Universal Pictures’ star-studded Les Miserables took in a weekday Christmas record of $18.2 million in the United States and Canada when it opened on Tuesday, according to studio estimates of weekday ticket sales.

Quentin Tarantino’s spaghetti western Django Unchained, starring Jamie Foxx and Leonardo DiCaprio, hauled nearly $15 million for The Weinstein Co.

“Studios are definitely on the road to a record year with $10.8 billion expected (up 6% over last year and beating the previous record of $10.6 billion in 2009),” hollywood.com analyst, Paul Dergarabedian told Reuters in an email, adding that the number of tickets sold should climb 6% from 2011 to 1.36 billion.

Dergarabedian credits a successful marketing year for studios as a chief reason for the projected box-office record, as well as spring and summer smashes The Hunger Games and The Avengers helping boost revenue.

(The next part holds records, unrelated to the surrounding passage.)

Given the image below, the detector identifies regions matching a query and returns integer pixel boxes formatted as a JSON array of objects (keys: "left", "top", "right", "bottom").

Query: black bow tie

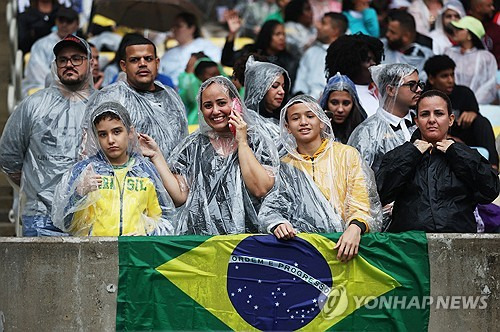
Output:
[{"left": 390, "top": 119, "right": 415, "bottom": 131}]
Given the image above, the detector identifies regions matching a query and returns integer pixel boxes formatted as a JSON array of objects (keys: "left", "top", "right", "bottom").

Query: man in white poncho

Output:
[
  {"left": 86, "top": 36, "right": 188, "bottom": 159},
  {"left": 0, "top": 35, "right": 94, "bottom": 236}
]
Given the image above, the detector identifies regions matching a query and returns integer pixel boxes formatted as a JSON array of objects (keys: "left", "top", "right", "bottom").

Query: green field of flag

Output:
[{"left": 116, "top": 232, "right": 430, "bottom": 331}]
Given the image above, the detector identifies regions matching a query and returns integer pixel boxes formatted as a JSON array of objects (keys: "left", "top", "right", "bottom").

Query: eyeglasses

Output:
[
  {"left": 401, "top": 81, "right": 425, "bottom": 92},
  {"left": 56, "top": 55, "right": 87, "bottom": 68}
]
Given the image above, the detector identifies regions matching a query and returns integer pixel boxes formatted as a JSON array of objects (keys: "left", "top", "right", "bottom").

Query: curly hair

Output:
[{"left": 325, "top": 34, "right": 384, "bottom": 79}]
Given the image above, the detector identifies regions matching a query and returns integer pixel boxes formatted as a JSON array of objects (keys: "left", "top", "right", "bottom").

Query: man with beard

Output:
[
  {"left": 382, "top": 10, "right": 433, "bottom": 80},
  {"left": 0, "top": 35, "right": 93, "bottom": 236},
  {"left": 468, "top": 0, "right": 500, "bottom": 69},
  {"left": 347, "top": 63, "right": 424, "bottom": 172},
  {"left": 22, "top": 6, "right": 79, "bottom": 97},
  {"left": 85, "top": 36, "right": 188, "bottom": 159},
  {"left": 429, "top": 0, "right": 465, "bottom": 55}
]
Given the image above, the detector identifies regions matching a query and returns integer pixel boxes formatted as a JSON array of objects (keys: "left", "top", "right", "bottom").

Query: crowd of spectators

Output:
[{"left": 0, "top": 0, "right": 500, "bottom": 260}]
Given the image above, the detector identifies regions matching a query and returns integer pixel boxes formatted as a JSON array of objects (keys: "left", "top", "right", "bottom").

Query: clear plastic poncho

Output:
[
  {"left": 347, "top": 64, "right": 417, "bottom": 172},
  {"left": 0, "top": 38, "right": 94, "bottom": 236},
  {"left": 168, "top": 76, "right": 279, "bottom": 235},
  {"left": 245, "top": 56, "right": 290, "bottom": 156},
  {"left": 319, "top": 73, "right": 367, "bottom": 119},
  {"left": 85, "top": 81, "right": 188, "bottom": 159},
  {"left": 259, "top": 95, "right": 382, "bottom": 232},
  {"left": 429, "top": 0, "right": 465, "bottom": 55},
  {"left": 52, "top": 102, "right": 174, "bottom": 236}
]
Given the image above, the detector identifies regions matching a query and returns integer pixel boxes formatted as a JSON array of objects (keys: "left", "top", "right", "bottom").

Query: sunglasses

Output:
[
  {"left": 401, "top": 81, "right": 425, "bottom": 92},
  {"left": 56, "top": 55, "right": 87, "bottom": 68}
]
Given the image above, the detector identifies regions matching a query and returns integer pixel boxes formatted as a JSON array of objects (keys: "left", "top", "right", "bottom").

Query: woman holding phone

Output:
[{"left": 163, "top": 76, "right": 279, "bottom": 235}]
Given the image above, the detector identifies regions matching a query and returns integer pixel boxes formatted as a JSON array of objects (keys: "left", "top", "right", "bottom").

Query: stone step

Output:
[{"left": 0, "top": 219, "right": 16, "bottom": 236}]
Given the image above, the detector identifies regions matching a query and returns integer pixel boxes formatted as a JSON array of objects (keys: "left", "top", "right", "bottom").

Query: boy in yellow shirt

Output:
[{"left": 53, "top": 102, "right": 174, "bottom": 236}]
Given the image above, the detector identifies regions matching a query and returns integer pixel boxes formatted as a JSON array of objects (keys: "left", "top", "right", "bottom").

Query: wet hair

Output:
[
  {"left": 285, "top": 0, "right": 309, "bottom": 22},
  {"left": 323, "top": 12, "right": 349, "bottom": 34},
  {"left": 108, "top": 33, "right": 142, "bottom": 66},
  {"left": 176, "top": 12, "right": 201, "bottom": 39},
  {"left": 424, "top": 55, "right": 457, "bottom": 77},
  {"left": 325, "top": 34, "right": 384, "bottom": 79},
  {"left": 467, "top": 30, "right": 485, "bottom": 50},
  {"left": 194, "top": 60, "right": 222, "bottom": 80},
  {"left": 94, "top": 111, "right": 123, "bottom": 127},
  {"left": 255, "top": 20, "right": 282, "bottom": 52},
  {"left": 119, "top": 35, "right": 157, "bottom": 61},
  {"left": 324, "top": 89, "right": 364, "bottom": 144},
  {"left": 415, "top": 90, "right": 453, "bottom": 118},
  {"left": 387, "top": 9, "right": 417, "bottom": 35}
]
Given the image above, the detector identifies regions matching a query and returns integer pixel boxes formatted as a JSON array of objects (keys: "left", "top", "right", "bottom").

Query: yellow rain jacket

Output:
[{"left": 282, "top": 139, "right": 371, "bottom": 232}]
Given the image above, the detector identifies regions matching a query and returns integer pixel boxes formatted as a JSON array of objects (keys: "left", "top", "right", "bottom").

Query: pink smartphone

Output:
[{"left": 229, "top": 98, "right": 243, "bottom": 136}]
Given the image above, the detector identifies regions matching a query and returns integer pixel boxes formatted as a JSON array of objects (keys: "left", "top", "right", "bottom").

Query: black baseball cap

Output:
[
  {"left": 56, "top": 6, "right": 78, "bottom": 22},
  {"left": 54, "top": 35, "right": 90, "bottom": 56}
]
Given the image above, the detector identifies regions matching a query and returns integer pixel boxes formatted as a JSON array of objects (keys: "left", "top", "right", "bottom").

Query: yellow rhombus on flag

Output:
[{"left": 156, "top": 234, "right": 401, "bottom": 331}]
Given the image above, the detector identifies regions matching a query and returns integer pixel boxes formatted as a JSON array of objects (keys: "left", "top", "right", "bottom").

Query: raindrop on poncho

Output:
[
  {"left": 85, "top": 81, "right": 188, "bottom": 159},
  {"left": 245, "top": 56, "right": 290, "bottom": 156},
  {"left": 347, "top": 64, "right": 416, "bottom": 172},
  {"left": 0, "top": 40, "right": 94, "bottom": 236},
  {"left": 168, "top": 76, "right": 279, "bottom": 235},
  {"left": 259, "top": 95, "right": 382, "bottom": 232},
  {"left": 52, "top": 102, "right": 174, "bottom": 236}
]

“It was not just the fact that most of the movies delivered, it was the timing of their release dates and the marketing was obviously effective as well with social media continuing to provide an outlet for the movie-going peer group to talk about their favourite flicks,” Dergarabedian said.

The Hobbit: An Unexpected Journey, based on the JRR Tolkein classic fantasy novel, brought in $11.4 million on Christmas day after ruling the box office with nearly $37 million in sales over the weekend.

Billy Crystal family film Parental Guidance debuted in fourth place with about $6.4 million in Christmas sales while Tom Cruise’s Jack Reacher, which featured author Lee Child’s character in an investigation into a sniper shooting, was fifth with some $5.3 million.

The Hobbit was distributed by Time Warner Inc’s Warner Bros. Studio. News Corp’s 20th Century Fox released Parental Guidance and Paramount Pictures, a unit of Viacom, released Jack Reacher. Universal Pictures is owned by Comcast Corp.

Published in The Express Tribune, December 28th, 2012.